After transient input, drug concentration in arterial plasma is not necessarily equal to the concentration in the hypothetical effect-site due to blood:brain distribution delays. For drugs that have concentration-effect relationships that can be characterized by direct acting pharmacodynamic models a first order rate constant (k^EO) is frequently invoked to describe this disequilibrium. Interestingly, the half-time for turnover in the brain (Table 1) is comparable with the half-time for equilibration between the plasma and apparent effect-site (T^1/2k^EO). This indicates that the time course of propofol in the effect-site is kinetically indistinguishable from that observed in whole brain. Propofol T (^1/2) k^EOappears to represent more than a simple empiric factor to adjust for hysteresis. The excellent agreement between T^1/2k^EOand the half-time for propofol turnover in brain is consistent with a distribution mechanism for pharmacologic hysteresis and suggests an actual physiologic realization of this empirical pharmacokinetic-pharmacodynamic parameter proposed by Sheiner. [28]To our knowledge this correlation between T^1/2k^EOand tissue turnover have been made for thiopental, [19,29]morphine, [30]meperidine, [30]alfentanil, [30]fentanyl, [30]and now propofol.

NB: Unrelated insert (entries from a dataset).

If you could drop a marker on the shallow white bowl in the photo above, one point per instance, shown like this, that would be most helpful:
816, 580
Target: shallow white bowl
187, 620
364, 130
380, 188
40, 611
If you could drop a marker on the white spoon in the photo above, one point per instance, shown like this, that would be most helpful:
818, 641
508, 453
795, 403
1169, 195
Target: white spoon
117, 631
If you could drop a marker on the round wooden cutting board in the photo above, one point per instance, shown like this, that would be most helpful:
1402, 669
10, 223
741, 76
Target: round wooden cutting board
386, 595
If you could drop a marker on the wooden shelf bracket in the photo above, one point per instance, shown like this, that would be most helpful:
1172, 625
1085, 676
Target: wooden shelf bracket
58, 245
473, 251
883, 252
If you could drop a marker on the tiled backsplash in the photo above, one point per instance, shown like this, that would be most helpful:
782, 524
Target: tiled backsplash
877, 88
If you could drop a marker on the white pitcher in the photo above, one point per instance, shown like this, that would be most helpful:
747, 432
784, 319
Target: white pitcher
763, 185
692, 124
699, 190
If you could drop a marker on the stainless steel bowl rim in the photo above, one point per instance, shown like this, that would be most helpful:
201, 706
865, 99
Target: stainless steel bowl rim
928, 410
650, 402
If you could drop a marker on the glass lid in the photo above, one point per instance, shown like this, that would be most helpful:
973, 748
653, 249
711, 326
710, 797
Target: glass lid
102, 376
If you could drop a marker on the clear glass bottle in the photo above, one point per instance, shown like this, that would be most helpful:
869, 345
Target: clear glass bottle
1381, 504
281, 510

The brain:plasma partition coefficients (or solubility) calculated by two different methods (deconvolution analysis and ratio of AUC's; Table 2) were high and consistent with propofol's lipophilicity. Both methods indicated a trend for higher brain solubility with the lipid-free formulation. Consistent with this observation is the previously reported twofold increase in the steady state potency of the propofol after administration in the lipid-free formulation. The steady state or intrinsic potency of a drug can be characterized by the concentration-effect relationship (pharmacodynamics) determined after collapsing any effect hysteresis. This recovered concentration-effect relationship is independent of the pharmacokinetics and other distribution effects (e.g., effect-site turnover, lung and brain uptake, and disposition). The higher intrinsic potency of the lipid-free formulation indicates that for a given steady state plasma concentration of propofol, a more intense effect is elicited by this formulation compared with the emulsion. The increase in brain solubility observed with the lipid-free formulation could explain in part the higher steady state potency reported [14]for this formulation compared with the emulsion. In this study we measured the total plasma concentration of propofol after administration of the two formulations. It is possible that formulation-dependent changes in free fraction may also explain the observed differences in the brain:plasma partitioning of the drug between the two formulations.

In conclusion, comparison of the two formulations reveals that emulsion reduces pulmonary sequestration or uptake, produces higher peak plasma concentrations of propofol at lower doses, and allows rapid redistribution of propofol from the brain to systemic circulation. The extensive pulmonary sequestration observed with the lipid-free formulation is responsible for the lower plasma concentrations and the delay in the time to peak concentrations in the brain. These phenomena can account for the higher dose potency of the emulsion formulation as well as the delay in time to maximal effect, sluggish offset of sedative effect and higher steady state potency previously observed [13,14]with the lipid-free formulation. The half-times for turnover of propofol in the brain were similar to the effect-site equilibration half-times (T^1/2k^EO) and independent of formulation.